A mais terrível e antinatural das ideias é a atribuição de valor às pessoas. Os bens e serviços possuem um preço, um valor. Essa precificação é o modo de troca que substitui o simples escambo, e a isso se dá tecnicamente o nome de capitalismo. Esta é uma das invenções mais importantes e úteis ao convívio social do ser humano, e permitiu a prosperidade que a humanidade goza hoje em dia. No entanto a burrice nata do homem o faz por analogia direta precificar não somente os bens e serviço mas o próprio semelhante. As pessoas passam a ter também um preço, que geralmente é a soma de bens que possui com a soma dos serviços que pode prestar em troca de dinheiro. Dessa forma o imbecil vê o mundo, colocando etiquetas de preço em pessoas. E o pior de tudo, colocam preço em si mesmo também, se frustando ou se vangloriando de ser barato ou caro. A força psicológica que este hábito possui é enorme. O sujeito pode até mesmo ter uma renda razoável e viver com relativo conforto, mas sua propensão instantânea e inconsciente de colocar preço em tudo o faz comparar o preço que ele dá a si mesmo com o preço que dá a outros e se sente muito mal por ser muito barato. Apesar de viver num mundo repleto de confortos, mesmo assim ele vive sôfrego e desiludido, pois se sente barato.

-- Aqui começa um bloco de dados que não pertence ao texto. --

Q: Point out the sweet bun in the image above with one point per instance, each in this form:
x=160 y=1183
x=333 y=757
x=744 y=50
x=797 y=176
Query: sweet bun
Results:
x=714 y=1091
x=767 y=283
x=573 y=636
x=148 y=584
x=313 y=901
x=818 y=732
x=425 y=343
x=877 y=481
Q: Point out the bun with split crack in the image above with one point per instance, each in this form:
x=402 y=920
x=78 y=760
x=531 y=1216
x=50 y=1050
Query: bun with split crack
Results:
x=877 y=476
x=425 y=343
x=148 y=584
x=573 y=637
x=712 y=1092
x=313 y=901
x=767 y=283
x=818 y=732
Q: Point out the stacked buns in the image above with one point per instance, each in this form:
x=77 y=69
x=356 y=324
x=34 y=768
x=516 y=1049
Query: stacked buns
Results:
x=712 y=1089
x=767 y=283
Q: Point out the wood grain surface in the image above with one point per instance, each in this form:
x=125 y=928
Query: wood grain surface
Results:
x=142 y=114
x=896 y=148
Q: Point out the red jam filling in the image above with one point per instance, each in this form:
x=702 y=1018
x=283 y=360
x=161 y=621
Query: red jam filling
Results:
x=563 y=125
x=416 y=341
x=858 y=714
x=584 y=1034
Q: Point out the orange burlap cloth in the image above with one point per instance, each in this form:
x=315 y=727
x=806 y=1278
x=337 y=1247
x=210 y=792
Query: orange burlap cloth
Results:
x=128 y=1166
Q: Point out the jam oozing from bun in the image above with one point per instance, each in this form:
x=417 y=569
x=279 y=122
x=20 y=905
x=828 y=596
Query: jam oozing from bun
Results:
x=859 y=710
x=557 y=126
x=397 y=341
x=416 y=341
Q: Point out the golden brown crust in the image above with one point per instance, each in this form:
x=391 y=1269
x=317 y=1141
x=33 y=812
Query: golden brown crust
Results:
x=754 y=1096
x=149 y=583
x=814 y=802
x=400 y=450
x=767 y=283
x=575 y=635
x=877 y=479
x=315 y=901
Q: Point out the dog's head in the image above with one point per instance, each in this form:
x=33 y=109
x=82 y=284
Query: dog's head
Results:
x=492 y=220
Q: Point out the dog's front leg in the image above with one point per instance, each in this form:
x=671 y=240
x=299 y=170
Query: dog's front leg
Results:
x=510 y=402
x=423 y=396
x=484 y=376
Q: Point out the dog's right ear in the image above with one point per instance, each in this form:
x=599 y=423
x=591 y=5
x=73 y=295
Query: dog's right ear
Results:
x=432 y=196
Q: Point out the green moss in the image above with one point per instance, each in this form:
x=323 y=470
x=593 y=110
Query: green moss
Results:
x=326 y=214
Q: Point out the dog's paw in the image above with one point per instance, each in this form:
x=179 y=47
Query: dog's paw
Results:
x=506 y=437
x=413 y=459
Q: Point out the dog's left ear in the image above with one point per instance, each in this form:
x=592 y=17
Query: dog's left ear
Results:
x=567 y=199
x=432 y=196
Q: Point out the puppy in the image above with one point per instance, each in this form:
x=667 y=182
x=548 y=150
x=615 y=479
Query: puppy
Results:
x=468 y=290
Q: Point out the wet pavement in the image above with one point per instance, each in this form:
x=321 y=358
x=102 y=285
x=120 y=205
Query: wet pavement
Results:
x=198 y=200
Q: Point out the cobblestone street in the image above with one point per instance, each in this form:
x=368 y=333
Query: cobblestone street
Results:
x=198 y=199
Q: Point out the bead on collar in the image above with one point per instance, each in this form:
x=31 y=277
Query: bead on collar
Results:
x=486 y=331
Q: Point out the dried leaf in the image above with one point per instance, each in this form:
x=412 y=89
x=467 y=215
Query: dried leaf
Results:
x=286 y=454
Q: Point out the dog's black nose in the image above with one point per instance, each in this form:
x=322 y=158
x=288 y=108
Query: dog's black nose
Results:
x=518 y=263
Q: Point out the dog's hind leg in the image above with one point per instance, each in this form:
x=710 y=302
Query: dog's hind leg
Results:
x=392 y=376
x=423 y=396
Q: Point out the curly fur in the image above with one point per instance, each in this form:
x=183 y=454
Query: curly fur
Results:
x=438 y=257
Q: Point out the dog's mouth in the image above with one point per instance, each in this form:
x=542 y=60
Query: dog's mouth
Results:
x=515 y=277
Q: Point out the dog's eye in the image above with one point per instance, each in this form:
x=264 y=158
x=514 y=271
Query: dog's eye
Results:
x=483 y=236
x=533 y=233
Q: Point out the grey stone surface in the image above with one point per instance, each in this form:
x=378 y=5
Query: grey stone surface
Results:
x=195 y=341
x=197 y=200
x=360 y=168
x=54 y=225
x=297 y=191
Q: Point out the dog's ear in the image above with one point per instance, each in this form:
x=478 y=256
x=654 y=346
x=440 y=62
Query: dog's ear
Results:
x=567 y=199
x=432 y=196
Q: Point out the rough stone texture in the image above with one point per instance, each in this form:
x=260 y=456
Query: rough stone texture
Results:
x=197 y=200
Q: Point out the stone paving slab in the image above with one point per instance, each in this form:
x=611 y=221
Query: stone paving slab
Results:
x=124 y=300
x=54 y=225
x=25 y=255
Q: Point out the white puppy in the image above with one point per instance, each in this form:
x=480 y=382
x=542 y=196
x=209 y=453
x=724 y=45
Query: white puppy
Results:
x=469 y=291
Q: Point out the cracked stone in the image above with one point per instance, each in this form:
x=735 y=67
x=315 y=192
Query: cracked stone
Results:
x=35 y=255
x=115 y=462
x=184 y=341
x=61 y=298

O materialismo na sua origem etimológica significa apenas que seu adepto crê na matéria e não em entidades invisíveis. Porém, com a corrente de pensamento chamada de materialismo histórico, esse significado mudou abruptamente. Agora o materialismo tem mais um significado, concomitante ao anterior, de precificação do ser humano. O materialista hoje não é mais aquele que crê apenas na matéria, mas sim aquele que crê que o ser humano tem um preço. As pessoas na verdade não tem um preço, nunca tiveram e essa afronta à inteligência, de que tudo pode ser precificado, até mesmo os processos históricos, causa uma confusão infernal nas mentes obtusas dos burros renitentes. Dar valor monetário a tudo é uma doença terrível que assola o homem moderno. E não é culpa do dito capitalismo, que nada mais é que um meio de troca. A burrice é a característica daquele que não entende o que vê e sua expressão máxima é a confusão de significados. A mais forte opressão que existe, que massacra, que solapa a expectativa de uma vida melhor, que rebaixa a mente humana, tornando o homem nada menos que um ser rastejante, pegajoso e nojento, vem da introjeção tácita de um valor monetário a si mesmo e aos outros.
A imbecilidade é tamanha que depois de colocar um preço a si mesmo, o estúpido ainda é capaz de dividir a sociedade humana em classes. É claro, baseado em preços, ele distingue aqueles que tem um preço de um lado daqueles que tem um preço maior de outro. E chama a isso de crítica. Existe maior aberração do que isto? Existe maior burrice do que generalizar e dividir o ser humano em classes? Me digam, existe maior burrice do que esta? E ainda vão mais longe, depois de dividir os homens pelo seu preço, em lotes, cada lote tendo lá sua forma própria de pensar e ver o mundo, cada lote tendo lá sua própria ideologia. E dessa forma tentam moldar sua visão obstrusa de mundo. E ainda chamam isso de educação e ensinam nas universidades. Eu pergunto de novo, existe algo mais repulsivo do que dividir seres humanos em classes??
Infelizmente essa doença intelectiva se espalhou abusivamente pelo mundo atual. Esta visão de mundo é a mais preponderante. Em todas as épocas alguma forma canhestra de pensar dominou as mentes. Metaforicamente, é como se o demônio reinasse sempre no mundo, de forma escondida, e quando é descoberto simplesmente muda de roupa e começa tudo de novo. Eu creio que esse demônio nada mais é do que a burrice. No fundo é um desafio que instiga o homem a aprimorar sua inteligência. Aqueles que, pelo burilamento da mente e do pensamento, conseguem se por ao largo dessas ideias funestas, conquistam a beleza e a felicidade, por mérito.